Best way to reverse proxy to self-signed https server

Hey again,

What’s the best way to reverse proxy to different hosts with an own ip address?

Currently, I am simply reverse proxying to the host via https and hence terminating with a valid cert on the caddy server. Then it creates a https connection to the host where a second termination with a self-signed cert happens, so that passwords are not sent in clear text over the network.

This is how I my Caddyfile: {
        reverse_proxy https://192.168.x.x:port {
                transport http {

I was thinking of specifying the self-signed cert in the caddy file so that the identity can be confirmed. How would I do that or would you recommend a different way?

Thanks in advance!

Howdy @pwned,

You’re definitely doing it what I’d consider the “normal” way already.

What exactly do you mean by specifying the self-signed cert in the Caddyfile?
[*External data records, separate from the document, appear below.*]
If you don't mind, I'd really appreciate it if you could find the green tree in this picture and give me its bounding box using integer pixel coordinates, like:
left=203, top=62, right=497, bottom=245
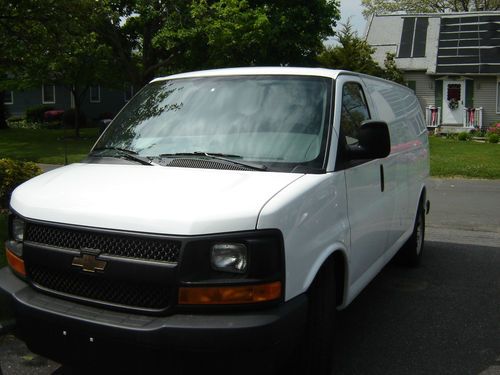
left=317, top=21, right=404, bottom=84
left=0, top=0, right=113, bottom=136
left=98, top=0, right=339, bottom=86
left=361, top=0, right=500, bottom=18
left=317, top=21, right=383, bottom=76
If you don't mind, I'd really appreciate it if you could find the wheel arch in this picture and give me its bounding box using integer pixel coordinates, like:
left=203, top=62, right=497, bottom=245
left=305, top=247, right=348, bottom=307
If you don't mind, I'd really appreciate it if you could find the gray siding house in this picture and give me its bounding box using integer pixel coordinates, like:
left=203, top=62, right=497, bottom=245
left=366, top=12, right=500, bottom=131
left=4, top=84, right=134, bottom=120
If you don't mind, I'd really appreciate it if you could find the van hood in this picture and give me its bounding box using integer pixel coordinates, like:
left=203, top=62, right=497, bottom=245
left=11, top=164, right=303, bottom=235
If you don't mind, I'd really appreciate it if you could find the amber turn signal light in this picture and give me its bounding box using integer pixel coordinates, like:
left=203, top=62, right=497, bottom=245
left=179, top=281, right=281, bottom=305
left=5, top=249, right=26, bottom=276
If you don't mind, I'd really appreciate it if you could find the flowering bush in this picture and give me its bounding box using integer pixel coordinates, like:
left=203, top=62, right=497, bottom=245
left=488, top=123, right=500, bottom=136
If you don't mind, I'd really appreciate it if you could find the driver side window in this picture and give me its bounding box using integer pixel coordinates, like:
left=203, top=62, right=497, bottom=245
left=340, top=82, right=370, bottom=145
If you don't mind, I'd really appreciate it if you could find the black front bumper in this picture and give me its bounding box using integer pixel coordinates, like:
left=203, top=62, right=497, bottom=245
left=0, top=267, right=307, bottom=368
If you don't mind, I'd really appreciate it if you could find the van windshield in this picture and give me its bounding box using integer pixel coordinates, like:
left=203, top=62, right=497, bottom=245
left=94, top=76, right=332, bottom=172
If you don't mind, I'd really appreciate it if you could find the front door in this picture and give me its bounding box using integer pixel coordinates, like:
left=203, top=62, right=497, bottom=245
left=443, top=81, right=465, bottom=125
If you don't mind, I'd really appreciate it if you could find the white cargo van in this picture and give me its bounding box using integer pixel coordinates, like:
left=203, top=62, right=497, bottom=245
left=0, top=68, right=429, bottom=374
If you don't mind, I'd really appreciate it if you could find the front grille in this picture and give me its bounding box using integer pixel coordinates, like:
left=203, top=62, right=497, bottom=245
left=25, top=223, right=181, bottom=263
left=27, top=264, right=172, bottom=310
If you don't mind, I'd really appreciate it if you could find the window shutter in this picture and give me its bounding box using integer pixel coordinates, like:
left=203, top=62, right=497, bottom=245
left=465, top=79, right=474, bottom=108
left=434, top=80, right=443, bottom=107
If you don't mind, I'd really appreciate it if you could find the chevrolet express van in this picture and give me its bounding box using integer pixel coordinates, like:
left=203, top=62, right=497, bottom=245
left=0, top=68, right=429, bottom=374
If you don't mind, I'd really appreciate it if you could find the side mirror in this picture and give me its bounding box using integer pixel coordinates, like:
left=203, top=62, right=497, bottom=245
left=348, top=120, right=391, bottom=159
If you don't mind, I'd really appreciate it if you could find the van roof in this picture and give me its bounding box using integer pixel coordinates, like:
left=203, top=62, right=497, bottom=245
left=151, top=67, right=351, bottom=82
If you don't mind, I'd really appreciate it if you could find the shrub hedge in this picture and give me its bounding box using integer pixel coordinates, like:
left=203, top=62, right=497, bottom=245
left=0, top=159, right=42, bottom=208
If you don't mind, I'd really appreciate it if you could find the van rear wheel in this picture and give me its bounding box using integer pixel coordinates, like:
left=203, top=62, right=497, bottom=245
left=397, top=202, right=425, bottom=267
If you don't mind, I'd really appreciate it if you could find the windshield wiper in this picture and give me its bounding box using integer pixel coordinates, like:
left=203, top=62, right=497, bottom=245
left=90, top=147, right=153, bottom=165
left=158, top=151, right=267, bottom=171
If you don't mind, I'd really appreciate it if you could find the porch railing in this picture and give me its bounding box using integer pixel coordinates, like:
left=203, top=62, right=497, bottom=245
left=463, top=107, right=483, bottom=130
left=425, top=105, right=483, bottom=130
left=425, top=105, right=441, bottom=128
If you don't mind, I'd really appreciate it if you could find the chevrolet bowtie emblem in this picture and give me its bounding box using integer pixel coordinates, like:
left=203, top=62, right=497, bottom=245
left=71, top=249, right=107, bottom=272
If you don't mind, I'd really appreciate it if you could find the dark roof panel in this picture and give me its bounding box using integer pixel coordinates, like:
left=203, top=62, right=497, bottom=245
left=436, top=14, right=500, bottom=74
left=398, top=17, right=415, bottom=57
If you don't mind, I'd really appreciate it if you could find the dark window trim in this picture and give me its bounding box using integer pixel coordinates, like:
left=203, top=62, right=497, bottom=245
left=42, top=83, right=56, bottom=104
left=89, top=85, right=101, bottom=103
left=3, top=90, right=14, bottom=105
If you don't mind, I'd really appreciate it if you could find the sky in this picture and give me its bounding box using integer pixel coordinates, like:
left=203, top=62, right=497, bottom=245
left=338, top=0, right=366, bottom=37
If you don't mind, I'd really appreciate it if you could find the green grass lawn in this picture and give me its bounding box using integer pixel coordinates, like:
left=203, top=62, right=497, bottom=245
left=429, top=137, right=500, bottom=179
left=0, top=128, right=98, bottom=164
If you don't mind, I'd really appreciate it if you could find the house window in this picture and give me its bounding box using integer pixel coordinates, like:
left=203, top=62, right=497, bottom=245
left=497, top=78, right=500, bottom=114
left=398, top=17, right=429, bottom=58
left=42, top=84, right=56, bottom=104
left=123, top=84, right=134, bottom=102
left=3, top=90, right=14, bottom=104
left=406, top=81, right=417, bottom=92
left=90, top=85, right=101, bottom=103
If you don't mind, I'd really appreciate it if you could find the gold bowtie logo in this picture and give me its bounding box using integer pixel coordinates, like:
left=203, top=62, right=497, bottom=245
left=71, top=252, right=107, bottom=272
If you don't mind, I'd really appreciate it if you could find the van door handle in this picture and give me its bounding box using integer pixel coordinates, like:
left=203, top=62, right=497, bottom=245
left=380, top=164, right=385, bottom=192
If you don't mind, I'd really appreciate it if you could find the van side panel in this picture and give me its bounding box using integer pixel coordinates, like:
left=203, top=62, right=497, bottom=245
left=257, top=172, right=349, bottom=300
left=363, top=76, right=429, bottom=238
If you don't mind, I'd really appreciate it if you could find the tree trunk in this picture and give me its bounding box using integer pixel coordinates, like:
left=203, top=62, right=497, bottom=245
left=0, top=91, right=9, bottom=130
left=71, top=85, right=80, bottom=138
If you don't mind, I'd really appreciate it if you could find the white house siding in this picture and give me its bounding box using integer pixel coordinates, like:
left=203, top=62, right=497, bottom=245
left=474, top=76, right=500, bottom=127
left=366, top=14, right=440, bottom=74
left=404, top=71, right=435, bottom=108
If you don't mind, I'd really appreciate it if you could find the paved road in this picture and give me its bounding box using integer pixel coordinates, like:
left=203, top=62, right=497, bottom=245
left=0, top=179, right=500, bottom=375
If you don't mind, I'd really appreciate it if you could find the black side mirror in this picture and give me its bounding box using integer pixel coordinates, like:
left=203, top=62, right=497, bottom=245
left=348, top=120, right=391, bottom=159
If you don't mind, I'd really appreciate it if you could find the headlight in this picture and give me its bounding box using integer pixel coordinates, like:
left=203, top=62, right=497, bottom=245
left=12, top=217, right=24, bottom=242
left=211, top=243, right=248, bottom=273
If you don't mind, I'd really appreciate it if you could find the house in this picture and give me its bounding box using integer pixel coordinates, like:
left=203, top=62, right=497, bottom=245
left=4, top=84, right=134, bottom=119
left=366, top=12, right=500, bottom=131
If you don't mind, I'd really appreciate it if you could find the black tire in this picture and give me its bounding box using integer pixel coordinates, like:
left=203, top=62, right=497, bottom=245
left=299, top=261, right=337, bottom=375
left=397, top=201, right=425, bottom=267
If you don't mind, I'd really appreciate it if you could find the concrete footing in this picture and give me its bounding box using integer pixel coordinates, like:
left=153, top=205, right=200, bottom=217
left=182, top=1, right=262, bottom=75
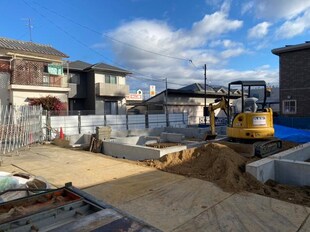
left=246, top=143, right=310, bottom=186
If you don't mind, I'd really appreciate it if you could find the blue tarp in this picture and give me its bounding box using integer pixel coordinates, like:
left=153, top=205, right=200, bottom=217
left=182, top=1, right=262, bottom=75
left=274, top=125, right=310, bottom=143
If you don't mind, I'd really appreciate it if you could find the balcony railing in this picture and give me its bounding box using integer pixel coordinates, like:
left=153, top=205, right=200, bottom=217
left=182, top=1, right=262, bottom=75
left=11, top=74, right=68, bottom=88
left=96, top=83, right=129, bottom=97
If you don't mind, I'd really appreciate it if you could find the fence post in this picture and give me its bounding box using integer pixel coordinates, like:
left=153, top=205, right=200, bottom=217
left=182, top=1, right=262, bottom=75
left=46, top=110, right=52, bottom=141
left=103, top=113, right=107, bottom=126
left=78, top=111, right=81, bottom=134
left=145, top=111, right=149, bottom=129
left=166, top=110, right=170, bottom=127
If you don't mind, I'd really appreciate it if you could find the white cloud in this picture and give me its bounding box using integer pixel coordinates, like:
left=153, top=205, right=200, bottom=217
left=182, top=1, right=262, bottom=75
left=242, top=0, right=310, bottom=19
left=241, top=1, right=255, bottom=14
left=248, top=22, right=271, bottom=39
left=98, top=1, right=271, bottom=90
left=276, top=10, right=310, bottom=39
left=192, top=11, right=243, bottom=39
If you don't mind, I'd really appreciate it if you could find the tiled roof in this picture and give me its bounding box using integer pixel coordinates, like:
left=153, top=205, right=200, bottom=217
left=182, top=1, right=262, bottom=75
left=271, top=41, right=310, bottom=55
left=69, top=60, right=92, bottom=71
left=89, top=63, right=131, bottom=74
left=0, top=37, right=68, bottom=57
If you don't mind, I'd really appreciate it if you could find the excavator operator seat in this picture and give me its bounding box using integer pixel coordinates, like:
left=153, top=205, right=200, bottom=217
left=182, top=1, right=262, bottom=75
left=244, top=97, right=258, bottom=113
left=232, top=97, right=258, bottom=114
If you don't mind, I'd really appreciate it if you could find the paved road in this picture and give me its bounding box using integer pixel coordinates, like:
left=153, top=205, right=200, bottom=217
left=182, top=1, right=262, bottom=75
left=0, top=145, right=310, bottom=232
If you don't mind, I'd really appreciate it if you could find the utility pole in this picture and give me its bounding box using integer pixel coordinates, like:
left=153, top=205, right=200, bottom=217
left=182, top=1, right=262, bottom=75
left=165, top=77, right=170, bottom=127
left=27, top=18, right=32, bottom=42
left=203, top=64, right=208, bottom=126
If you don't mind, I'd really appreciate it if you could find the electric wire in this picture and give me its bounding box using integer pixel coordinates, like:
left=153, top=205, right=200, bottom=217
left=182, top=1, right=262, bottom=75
left=23, top=0, right=198, bottom=87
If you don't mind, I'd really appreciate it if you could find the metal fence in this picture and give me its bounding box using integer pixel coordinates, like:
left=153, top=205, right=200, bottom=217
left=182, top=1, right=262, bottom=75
left=42, top=112, right=188, bottom=139
left=0, top=106, right=42, bottom=154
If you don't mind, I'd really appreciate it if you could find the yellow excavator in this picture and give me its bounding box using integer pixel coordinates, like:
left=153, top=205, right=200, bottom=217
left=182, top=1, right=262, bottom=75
left=206, top=81, right=282, bottom=157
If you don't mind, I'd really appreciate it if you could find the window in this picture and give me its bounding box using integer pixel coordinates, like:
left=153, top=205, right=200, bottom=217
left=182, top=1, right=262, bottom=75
left=43, top=74, right=50, bottom=86
left=69, top=73, right=80, bottom=85
left=104, top=101, right=118, bottom=114
left=282, top=100, right=297, bottom=114
left=105, top=75, right=116, bottom=84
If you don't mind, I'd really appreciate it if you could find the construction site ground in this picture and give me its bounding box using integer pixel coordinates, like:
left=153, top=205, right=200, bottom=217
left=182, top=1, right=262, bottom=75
left=0, top=145, right=310, bottom=231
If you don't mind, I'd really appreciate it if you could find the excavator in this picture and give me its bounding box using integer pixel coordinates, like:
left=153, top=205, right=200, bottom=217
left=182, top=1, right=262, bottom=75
left=206, top=81, right=282, bottom=157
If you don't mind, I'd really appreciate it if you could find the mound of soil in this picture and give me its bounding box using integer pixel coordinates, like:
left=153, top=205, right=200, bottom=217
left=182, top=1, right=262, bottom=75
left=142, top=143, right=310, bottom=206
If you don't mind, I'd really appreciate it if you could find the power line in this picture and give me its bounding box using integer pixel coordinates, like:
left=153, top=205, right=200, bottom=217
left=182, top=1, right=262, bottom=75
left=23, top=0, right=200, bottom=87
left=29, top=1, right=190, bottom=61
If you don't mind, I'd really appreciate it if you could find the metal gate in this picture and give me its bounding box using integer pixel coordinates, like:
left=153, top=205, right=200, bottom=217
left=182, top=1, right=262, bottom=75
left=0, top=106, right=42, bottom=154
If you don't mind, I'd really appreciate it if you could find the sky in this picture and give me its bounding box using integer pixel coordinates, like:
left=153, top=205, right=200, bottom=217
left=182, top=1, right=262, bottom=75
left=0, top=0, right=310, bottom=93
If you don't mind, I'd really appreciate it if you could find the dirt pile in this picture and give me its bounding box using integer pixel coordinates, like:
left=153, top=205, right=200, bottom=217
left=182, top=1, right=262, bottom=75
left=145, top=143, right=261, bottom=192
left=142, top=143, right=310, bottom=206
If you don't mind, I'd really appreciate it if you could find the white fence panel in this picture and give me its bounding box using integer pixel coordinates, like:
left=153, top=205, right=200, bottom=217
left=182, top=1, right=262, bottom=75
left=106, top=115, right=126, bottom=130
left=149, top=114, right=166, bottom=128
left=51, top=116, right=79, bottom=135
left=47, top=113, right=188, bottom=135
left=169, top=114, right=186, bottom=127
left=128, top=115, right=145, bottom=130
left=81, top=115, right=104, bottom=134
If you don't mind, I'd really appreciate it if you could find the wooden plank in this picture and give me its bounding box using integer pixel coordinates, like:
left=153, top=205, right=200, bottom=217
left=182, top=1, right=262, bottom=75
left=51, top=209, right=123, bottom=232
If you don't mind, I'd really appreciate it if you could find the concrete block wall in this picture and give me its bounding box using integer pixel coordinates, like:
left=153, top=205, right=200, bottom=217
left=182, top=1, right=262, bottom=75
left=246, top=143, right=310, bottom=186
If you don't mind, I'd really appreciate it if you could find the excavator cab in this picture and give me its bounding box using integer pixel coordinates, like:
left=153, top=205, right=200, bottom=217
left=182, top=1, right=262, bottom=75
left=226, top=81, right=274, bottom=140
left=205, top=81, right=282, bottom=157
Wouldn’t this be a detriment as the certificate would be untrusted by default for just about every client?

You could have Caddy issue its own locally-trusted, self-signed certificates with tls internal if you wanted to: tls (Caddyfile directive) — Caddy Documentation

If you’re talking about TLS passthrough (i.e. having Caddy not terminate TLS and instead pass the connection through entirely to the upstream server so the client negotiates directly with the upstream for HTTPS), that’s not something that Caddy’s HTTP server can handle. HTTP is layer 7, passing through a TCP stream needs to be done by a TCP server (layer 4). Matt Holt’s project Conncept can do this, though: GitHub - mholt/conncept: Project Conncept: A layer 4 app for Caddy that multiplexes raw TCP/UDP streams

Hey @Whitestrake!

My main intent was to verify the certificate on the caddy host, so that the server identity could theoretically not change.
And according to the documentation the usage of this feature is not safe and may be removed in the future.
That’s mainly why I am asking about this.


Hmm, the doc you linked is for insecure_skip_verify which explicitly does not verify the server certificate.

It does seem to warn that it may be removed, but I personally doubt very much it will be any time soon. Having self-signed upstreams is just a far too common use case, unfortunately. Either way, it’ll be deprecated well in advance of removal (i.e. discouraged but still available).

It might be removed later because disabling security is not how to use self signed certificates. Caddy has other mechanisms to properly trust a CA.

This topic was automatically closed after 30 days. New replies are no longer allowed.